Question

mean=1.84 standard deviation=0.07 9. what lap time is necessary for mario to be in the fastest 3% of all his laps? (remember a fast lap time is a low lap time)

Explanation:

Step1: Identify the z-score for the fastest 3%

We need to find the z-score corresponding to the lower 3% (since fast lap times are low, we look at the left tail of the normal distribution). Using a z-table or calculator, the z-score for which \( P(Z < z) = 0.03 \) is approximately \( z = -1.88 \) (from standard normal distribution tables or inverse normal function).

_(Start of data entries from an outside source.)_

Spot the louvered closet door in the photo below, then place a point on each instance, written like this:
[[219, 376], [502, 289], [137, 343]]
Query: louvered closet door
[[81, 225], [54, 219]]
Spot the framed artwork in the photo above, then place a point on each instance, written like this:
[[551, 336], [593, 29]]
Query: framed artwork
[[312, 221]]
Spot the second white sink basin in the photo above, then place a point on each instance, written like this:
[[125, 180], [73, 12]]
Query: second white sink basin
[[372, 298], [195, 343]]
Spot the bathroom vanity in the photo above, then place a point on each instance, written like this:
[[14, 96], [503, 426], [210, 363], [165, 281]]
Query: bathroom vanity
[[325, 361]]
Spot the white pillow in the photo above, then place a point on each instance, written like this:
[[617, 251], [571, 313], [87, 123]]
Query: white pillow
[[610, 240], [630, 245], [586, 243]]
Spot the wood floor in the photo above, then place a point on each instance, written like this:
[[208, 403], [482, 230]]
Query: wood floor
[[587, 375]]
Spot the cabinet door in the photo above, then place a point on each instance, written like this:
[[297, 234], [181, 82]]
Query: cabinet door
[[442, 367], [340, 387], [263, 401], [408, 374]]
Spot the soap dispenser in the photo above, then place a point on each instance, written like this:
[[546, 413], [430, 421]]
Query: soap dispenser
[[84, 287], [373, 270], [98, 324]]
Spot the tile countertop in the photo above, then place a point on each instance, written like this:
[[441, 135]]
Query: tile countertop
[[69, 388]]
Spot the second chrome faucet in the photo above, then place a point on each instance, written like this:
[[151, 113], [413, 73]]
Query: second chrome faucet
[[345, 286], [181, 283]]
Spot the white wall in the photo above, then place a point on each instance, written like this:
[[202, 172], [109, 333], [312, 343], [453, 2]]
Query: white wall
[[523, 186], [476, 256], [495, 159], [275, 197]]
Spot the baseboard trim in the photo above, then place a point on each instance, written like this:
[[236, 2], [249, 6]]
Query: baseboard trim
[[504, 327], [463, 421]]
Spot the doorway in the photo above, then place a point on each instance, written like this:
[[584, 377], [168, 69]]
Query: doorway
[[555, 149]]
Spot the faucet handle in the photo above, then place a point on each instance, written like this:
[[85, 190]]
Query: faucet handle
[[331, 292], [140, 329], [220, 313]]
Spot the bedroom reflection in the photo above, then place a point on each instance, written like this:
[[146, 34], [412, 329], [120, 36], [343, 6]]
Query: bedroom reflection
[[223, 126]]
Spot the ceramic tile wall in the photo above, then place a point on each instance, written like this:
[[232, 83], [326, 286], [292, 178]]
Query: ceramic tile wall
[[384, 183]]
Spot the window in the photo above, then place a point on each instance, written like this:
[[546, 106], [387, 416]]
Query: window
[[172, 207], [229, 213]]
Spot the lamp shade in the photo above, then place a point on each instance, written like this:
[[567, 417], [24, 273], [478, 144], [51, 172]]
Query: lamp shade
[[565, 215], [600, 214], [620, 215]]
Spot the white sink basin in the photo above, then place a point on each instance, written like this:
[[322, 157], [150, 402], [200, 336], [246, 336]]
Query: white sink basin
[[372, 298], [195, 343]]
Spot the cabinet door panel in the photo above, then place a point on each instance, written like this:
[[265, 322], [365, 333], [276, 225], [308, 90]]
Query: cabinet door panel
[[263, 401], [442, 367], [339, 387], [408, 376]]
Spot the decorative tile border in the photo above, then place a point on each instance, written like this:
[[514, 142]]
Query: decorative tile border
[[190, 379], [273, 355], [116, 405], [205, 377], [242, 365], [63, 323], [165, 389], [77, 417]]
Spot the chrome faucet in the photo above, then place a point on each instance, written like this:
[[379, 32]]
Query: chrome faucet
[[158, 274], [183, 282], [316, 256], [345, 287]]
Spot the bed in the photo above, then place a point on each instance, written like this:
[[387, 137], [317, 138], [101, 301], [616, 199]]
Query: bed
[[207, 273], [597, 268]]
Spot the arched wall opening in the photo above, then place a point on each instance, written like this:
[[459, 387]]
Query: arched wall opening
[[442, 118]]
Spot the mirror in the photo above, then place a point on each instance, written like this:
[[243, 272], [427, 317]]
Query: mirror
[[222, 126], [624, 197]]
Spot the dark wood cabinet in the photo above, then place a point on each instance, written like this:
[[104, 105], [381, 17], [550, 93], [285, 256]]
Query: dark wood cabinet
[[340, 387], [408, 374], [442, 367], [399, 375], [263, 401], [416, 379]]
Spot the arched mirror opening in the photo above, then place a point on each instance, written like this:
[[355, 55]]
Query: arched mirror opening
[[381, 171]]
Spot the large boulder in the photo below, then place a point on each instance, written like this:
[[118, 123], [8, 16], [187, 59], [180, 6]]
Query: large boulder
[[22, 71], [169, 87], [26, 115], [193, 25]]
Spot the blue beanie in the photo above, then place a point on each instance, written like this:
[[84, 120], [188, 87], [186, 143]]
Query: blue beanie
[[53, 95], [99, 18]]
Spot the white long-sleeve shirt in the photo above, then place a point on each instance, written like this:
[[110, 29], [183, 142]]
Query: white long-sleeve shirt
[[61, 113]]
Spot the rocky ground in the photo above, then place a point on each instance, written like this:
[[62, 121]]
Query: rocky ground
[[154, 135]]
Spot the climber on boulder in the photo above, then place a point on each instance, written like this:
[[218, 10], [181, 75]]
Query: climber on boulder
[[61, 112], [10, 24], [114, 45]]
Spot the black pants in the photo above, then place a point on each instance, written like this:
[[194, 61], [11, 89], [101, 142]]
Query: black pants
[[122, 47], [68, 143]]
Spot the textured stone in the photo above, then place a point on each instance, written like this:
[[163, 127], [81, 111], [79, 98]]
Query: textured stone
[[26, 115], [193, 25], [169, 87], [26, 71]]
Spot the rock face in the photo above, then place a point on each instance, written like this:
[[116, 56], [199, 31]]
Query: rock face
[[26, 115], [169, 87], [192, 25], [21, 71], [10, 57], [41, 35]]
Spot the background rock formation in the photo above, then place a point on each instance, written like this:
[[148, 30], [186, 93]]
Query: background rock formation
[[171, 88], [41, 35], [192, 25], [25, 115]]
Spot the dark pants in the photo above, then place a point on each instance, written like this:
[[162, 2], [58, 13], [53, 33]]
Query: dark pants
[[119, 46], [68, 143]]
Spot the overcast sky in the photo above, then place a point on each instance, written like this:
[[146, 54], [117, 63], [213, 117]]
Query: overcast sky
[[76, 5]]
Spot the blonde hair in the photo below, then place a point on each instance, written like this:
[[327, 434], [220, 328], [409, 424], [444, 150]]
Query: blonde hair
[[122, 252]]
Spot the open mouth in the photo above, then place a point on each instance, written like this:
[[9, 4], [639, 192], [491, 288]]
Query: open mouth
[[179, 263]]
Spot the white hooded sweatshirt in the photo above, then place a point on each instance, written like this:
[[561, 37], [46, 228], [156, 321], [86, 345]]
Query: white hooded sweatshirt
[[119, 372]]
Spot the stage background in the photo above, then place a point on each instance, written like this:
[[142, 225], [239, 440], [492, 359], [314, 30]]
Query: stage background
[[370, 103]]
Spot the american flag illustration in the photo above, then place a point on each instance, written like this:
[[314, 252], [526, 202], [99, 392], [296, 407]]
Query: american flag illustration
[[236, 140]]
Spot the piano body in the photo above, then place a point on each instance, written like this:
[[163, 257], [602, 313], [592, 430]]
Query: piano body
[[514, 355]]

Step2: Use the z-score formula to find the lap time

The z-score formula is \( z=\frac{x - \mu}{\sigma} \), where \( \mu = 1.84 \) (mean), \( \sigma = 0.07 \) (standard deviation), and \( z=-1.88 \). We solve for \( x \):

\[
x=\mu + z\times\sigma
\]

Substitute the values:

\[
x = 1.84+(-1.88)\times0.07
\]

\[
x = 1.84 - 0.1316
\]

\[
x = 1.7084
\]

Answer:

The necessary lap time for Mario to be in the fastest 3% of all his laps is approximately \( 1.71 \) (or more precisely \( 1.7084 \)).